Later he started his own band and went from strength to strength playing on many Saturday TV shows and supplying cabaret when requested.


During this time he met Rusty Goffe, who's here today, and became his manager for many years. As a result he soon started booking many other "little people" and started his agency with Jacqui. He also managed Victor Sylvester Junior for many years.


Right up until his death he was arranging Big Band Weeks at the famous Potters Resort in Norfolk which Jacqui will now continue. In fact she'll be there in the next few weeks.


He was an early member of the Lord's Taverners and actually played cricket and football in show business matches.


He was also President of the Concert Artists' Golfing Society.


He married Jacqui in 1948 and amazingly, apart from sometime in hospital when he had a heart attack 20 years ago, and apart from when Jacqui was in hospital giving birth to Laura, they have been apart for only one night in 61 and a half years.


It would be true to say that Leslie relied on Jacqui. To the extent that even in the maternity ward he dragged the typewriter in so she could do a letter for him.


This gives an indicator that Leslie was not a practical man. He was obsessively interested in what came out of the kitchen but, unlike his show business career, had no interest in the production nor in the after show clean up. I did once offer, while washing up, to phone the AA and get a map for him so he could find the kitchen.


Despite the fact that I couldn't get in for that first Xmas lunch, they pitched up at my place for the next 18. As I said when I spoke at Leslie's Masonic Lodge during his year as Master, I didn't mind them coming for Xmas. It was just that I hoped they'd go home before Good Friday.


Leslie got on very well with my father who was capable in kitchen matters but was led astray by Leslie. Once we ordered them to go and make the rest of us a cup of tea. The result was mayhem, probably deliberately, so they were never asked to make a repeat performance.

In fact during one Xmas holiday, when he had retired to bed for an afternoon nap, he decided, on waking up, to telephone, using Laura's Fulham number as the only one he could remember and knowing it was transferred to Tunbridge Wells, to order a cup of tea from downstairs. Unbelievably he got one - but not from me.


However it did cause a laugh and Leslie loved a laugh. He even laughed at me.
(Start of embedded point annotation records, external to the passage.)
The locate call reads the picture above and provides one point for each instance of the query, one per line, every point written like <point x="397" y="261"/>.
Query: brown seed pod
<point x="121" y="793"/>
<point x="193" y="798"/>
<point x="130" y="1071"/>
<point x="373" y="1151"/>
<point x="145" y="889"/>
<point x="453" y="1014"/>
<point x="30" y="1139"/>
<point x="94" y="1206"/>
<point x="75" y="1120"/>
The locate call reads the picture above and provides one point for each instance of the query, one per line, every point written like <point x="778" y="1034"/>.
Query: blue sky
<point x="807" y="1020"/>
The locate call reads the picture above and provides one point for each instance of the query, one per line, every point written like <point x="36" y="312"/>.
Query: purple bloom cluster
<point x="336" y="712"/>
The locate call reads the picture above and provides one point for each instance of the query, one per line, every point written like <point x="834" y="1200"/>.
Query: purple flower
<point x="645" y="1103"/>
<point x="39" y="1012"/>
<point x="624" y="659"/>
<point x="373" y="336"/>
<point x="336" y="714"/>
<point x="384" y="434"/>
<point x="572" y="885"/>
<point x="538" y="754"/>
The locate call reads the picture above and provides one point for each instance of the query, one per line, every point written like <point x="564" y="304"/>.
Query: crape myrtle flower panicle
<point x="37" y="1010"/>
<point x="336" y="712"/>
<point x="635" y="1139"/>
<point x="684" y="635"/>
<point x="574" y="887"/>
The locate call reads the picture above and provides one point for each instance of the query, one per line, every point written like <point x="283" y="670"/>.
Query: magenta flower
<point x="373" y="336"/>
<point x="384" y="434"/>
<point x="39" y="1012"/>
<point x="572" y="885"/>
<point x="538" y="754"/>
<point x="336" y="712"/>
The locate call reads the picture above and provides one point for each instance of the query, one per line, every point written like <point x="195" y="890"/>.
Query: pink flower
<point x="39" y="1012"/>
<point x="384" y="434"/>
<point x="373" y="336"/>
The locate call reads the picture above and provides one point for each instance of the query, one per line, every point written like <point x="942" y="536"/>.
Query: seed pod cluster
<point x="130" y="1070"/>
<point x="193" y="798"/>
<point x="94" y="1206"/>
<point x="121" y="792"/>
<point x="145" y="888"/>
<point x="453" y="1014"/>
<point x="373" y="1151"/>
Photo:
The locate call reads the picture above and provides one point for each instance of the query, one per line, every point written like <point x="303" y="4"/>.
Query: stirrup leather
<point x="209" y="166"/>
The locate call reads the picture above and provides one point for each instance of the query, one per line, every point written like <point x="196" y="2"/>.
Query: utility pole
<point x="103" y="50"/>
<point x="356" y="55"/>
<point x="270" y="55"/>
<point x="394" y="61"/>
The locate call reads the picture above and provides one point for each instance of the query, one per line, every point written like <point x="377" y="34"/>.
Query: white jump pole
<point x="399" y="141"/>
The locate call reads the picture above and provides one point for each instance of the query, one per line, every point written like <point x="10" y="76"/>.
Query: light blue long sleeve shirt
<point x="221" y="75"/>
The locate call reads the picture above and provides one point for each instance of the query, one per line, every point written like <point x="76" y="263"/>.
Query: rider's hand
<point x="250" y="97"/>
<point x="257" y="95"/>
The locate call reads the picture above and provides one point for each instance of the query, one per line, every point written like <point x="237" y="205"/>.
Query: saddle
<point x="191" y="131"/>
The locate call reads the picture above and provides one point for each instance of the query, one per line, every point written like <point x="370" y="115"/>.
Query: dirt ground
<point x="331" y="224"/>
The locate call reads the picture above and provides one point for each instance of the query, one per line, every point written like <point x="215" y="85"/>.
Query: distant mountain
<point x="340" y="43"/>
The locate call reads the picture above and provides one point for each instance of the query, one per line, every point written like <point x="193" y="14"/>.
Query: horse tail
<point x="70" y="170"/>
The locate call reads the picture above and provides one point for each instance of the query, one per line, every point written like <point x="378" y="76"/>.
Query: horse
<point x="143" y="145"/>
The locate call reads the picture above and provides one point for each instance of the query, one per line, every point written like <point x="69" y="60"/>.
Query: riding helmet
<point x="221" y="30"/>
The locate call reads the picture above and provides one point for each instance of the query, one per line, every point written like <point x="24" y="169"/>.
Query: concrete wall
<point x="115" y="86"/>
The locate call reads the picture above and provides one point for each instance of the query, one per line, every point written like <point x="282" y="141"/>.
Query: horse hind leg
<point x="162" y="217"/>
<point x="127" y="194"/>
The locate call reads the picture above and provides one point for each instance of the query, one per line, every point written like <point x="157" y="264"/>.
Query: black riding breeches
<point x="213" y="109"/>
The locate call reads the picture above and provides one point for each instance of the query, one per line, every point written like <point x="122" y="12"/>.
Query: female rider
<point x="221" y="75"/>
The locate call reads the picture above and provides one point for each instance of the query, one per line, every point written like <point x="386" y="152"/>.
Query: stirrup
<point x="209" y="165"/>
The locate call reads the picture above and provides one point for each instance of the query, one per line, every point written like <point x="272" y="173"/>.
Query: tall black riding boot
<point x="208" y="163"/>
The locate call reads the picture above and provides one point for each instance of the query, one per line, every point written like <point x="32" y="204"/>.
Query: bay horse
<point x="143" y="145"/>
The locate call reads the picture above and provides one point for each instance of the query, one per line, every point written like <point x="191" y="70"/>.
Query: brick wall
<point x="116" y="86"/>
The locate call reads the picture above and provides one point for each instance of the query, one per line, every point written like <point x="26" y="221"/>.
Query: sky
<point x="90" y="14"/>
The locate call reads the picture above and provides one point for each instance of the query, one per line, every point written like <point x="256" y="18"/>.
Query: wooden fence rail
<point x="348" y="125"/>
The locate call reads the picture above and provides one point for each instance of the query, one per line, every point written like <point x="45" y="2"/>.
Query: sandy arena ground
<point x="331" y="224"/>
Not always in the right place but he wasn't alone there.


I think he also enjoyed giving me the worst Easter of my life when I was dragged to Antwerp to see Snow White and the Seven Dwarfs in Flemish - Snow Veet and the Seven Dwarfens. I've forgotten the Flemish for seven but I can't forget that week-end. Another laugh for Leslie.


It has been of some comfort to the family to learn from their kind and supportive neighbours John and Jean, not to mention Royston the dog, that they could hear him laughing in the garden the day before he died.
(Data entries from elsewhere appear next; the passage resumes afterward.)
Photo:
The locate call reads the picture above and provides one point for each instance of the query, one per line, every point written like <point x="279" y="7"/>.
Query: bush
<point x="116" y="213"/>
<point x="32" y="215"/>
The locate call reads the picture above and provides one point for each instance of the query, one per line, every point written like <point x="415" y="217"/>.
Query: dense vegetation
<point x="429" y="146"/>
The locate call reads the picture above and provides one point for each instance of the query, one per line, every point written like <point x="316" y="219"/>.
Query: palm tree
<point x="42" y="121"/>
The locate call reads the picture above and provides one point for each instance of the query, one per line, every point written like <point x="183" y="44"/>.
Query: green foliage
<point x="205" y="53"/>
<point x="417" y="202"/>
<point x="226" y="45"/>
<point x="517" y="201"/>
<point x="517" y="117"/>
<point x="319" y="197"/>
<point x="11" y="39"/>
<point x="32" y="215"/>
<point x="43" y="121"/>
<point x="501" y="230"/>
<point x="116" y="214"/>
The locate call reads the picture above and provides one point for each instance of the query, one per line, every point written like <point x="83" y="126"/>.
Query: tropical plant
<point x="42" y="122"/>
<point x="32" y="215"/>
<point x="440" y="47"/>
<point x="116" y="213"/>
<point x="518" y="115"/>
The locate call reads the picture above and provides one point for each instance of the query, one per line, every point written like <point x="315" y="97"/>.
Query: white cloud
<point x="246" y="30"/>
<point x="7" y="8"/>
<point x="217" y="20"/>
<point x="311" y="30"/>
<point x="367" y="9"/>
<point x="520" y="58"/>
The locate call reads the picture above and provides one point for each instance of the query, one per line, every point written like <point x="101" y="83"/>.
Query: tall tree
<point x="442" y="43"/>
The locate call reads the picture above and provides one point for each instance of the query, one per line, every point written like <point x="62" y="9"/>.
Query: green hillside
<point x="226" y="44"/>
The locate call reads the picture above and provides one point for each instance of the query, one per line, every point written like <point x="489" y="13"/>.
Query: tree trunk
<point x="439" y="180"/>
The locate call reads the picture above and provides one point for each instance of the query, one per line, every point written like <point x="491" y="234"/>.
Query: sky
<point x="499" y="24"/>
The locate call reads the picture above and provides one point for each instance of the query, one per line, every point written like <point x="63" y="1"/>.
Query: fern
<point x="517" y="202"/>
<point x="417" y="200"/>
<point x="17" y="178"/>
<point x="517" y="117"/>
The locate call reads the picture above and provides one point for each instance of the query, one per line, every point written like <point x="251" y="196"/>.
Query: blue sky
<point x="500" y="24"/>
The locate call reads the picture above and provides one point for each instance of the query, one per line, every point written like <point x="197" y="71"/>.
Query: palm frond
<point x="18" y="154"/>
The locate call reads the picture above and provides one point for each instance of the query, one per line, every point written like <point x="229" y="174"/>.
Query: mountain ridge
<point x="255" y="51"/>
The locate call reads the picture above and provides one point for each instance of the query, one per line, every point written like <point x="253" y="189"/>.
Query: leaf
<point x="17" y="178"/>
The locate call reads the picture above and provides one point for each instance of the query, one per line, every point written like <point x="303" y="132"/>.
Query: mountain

On the day we met Laura warned me that she and her parents were incredibly close but even so I did not realise the extent of it. They had scrimped and saved to put her through Drama School for which she was and is eternally grateful. She telephoned them several times most days and when I came to bed late or got home from a dinner the phone would always be lying on my side of the bed where she had fallen asleep after speaking to them at the end of the day.
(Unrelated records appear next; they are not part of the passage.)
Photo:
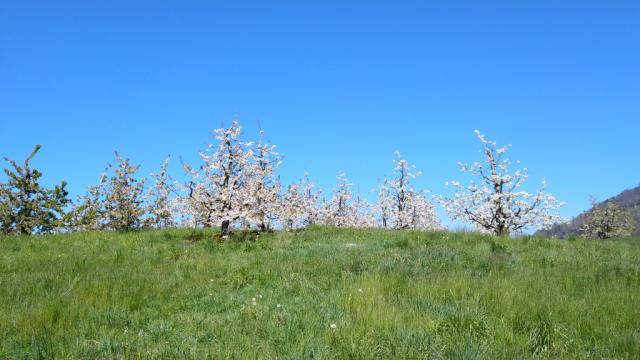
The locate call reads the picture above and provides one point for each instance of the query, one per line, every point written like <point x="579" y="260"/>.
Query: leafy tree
<point x="607" y="221"/>
<point x="25" y="206"/>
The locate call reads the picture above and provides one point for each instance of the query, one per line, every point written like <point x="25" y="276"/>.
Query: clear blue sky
<point x="336" y="85"/>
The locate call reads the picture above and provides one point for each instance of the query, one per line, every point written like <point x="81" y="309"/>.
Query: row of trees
<point x="236" y="185"/>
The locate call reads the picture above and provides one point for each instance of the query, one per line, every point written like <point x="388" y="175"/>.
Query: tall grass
<point x="178" y="294"/>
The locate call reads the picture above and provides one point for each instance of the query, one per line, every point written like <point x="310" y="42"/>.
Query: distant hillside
<point x="628" y="199"/>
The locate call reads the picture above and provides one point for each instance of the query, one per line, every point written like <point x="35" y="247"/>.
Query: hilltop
<point x="322" y="293"/>
<point x="628" y="199"/>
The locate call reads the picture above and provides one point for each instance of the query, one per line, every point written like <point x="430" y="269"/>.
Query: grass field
<point x="321" y="293"/>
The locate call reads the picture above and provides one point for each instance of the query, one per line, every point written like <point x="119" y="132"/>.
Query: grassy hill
<point x="177" y="294"/>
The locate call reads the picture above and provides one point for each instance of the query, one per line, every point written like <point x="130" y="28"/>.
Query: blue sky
<point x="336" y="85"/>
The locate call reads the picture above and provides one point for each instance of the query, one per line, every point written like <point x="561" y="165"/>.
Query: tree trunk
<point x="225" y="228"/>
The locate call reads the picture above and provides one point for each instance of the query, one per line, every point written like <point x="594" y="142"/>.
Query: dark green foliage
<point x="25" y="206"/>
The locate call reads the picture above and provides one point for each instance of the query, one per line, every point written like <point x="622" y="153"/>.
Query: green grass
<point x="178" y="294"/>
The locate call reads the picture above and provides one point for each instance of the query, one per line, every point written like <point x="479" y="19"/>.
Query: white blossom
<point x="497" y="204"/>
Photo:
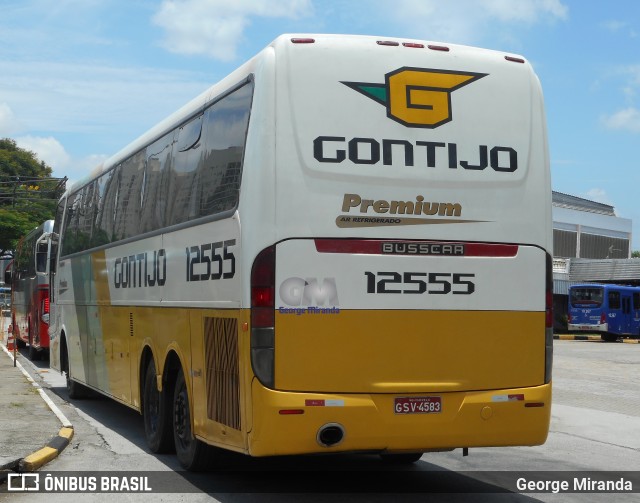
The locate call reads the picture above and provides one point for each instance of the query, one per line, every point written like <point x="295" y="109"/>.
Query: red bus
<point x="29" y="281"/>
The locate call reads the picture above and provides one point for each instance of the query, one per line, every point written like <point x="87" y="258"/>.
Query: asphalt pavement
<point x="33" y="431"/>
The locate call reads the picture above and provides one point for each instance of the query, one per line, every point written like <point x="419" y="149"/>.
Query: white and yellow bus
<point x="344" y="245"/>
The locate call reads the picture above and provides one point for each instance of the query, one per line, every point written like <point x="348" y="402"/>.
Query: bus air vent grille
<point x="222" y="377"/>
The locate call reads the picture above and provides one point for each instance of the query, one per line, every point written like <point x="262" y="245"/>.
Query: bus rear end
<point x="402" y="302"/>
<point x="587" y="311"/>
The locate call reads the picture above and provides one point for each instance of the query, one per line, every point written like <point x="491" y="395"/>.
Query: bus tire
<point x="405" y="458"/>
<point x="191" y="452"/>
<point x="156" y="411"/>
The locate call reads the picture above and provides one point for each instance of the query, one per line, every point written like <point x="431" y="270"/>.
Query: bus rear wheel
<point x="192" y="453"/>
<point x="156" y="410"/>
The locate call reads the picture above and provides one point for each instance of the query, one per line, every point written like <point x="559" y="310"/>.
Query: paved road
<point x="595" y="426"/>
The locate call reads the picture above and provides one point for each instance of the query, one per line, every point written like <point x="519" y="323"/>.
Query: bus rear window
<point x="586" y="297"/>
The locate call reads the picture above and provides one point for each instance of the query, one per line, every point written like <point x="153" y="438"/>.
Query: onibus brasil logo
<point x="417" y="97"/>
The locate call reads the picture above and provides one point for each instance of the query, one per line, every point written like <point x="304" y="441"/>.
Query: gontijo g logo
<point x="417" y="97"/>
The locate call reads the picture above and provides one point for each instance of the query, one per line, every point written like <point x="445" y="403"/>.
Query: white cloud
<point x="627" y="119"/>
<point x="467" y="21"/>
<point x="215" y="27"/>
<point x="48" y="149"/>
<point x="53" y="153"/>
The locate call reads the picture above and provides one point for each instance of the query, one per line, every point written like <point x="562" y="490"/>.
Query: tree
<point x="28" y="193"/>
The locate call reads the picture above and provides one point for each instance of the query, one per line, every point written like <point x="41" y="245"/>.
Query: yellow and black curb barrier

At his Diamond Wedding Party Leslie did say that the greatest gift God ever gave him was his daughter. I think he forgot, just for a moment, that Jacqui was also there at the time.


Jacqui has been staying with us for the past few weeks and I can't quite get used to that phone not being there when I go to bed.


But that of course, pales into insignificance when compared with how much Jacqui and Laura miss him. Knowing how close they were this is a time I knew would come but have dreaded.


I need not have worried. I feel proud of the way they have coped with the difficult moments that all bereaved people have to face but which are still so personal and unique to each individual.


In the next few months Jacqui will no doubt find somewhere new to live and the phone will then be back on my bed. Until then I shall continue to miss seeing it each night just as I know from the mountain of cards and messages how much all of you and many others will miss Leslie Samuel Collins.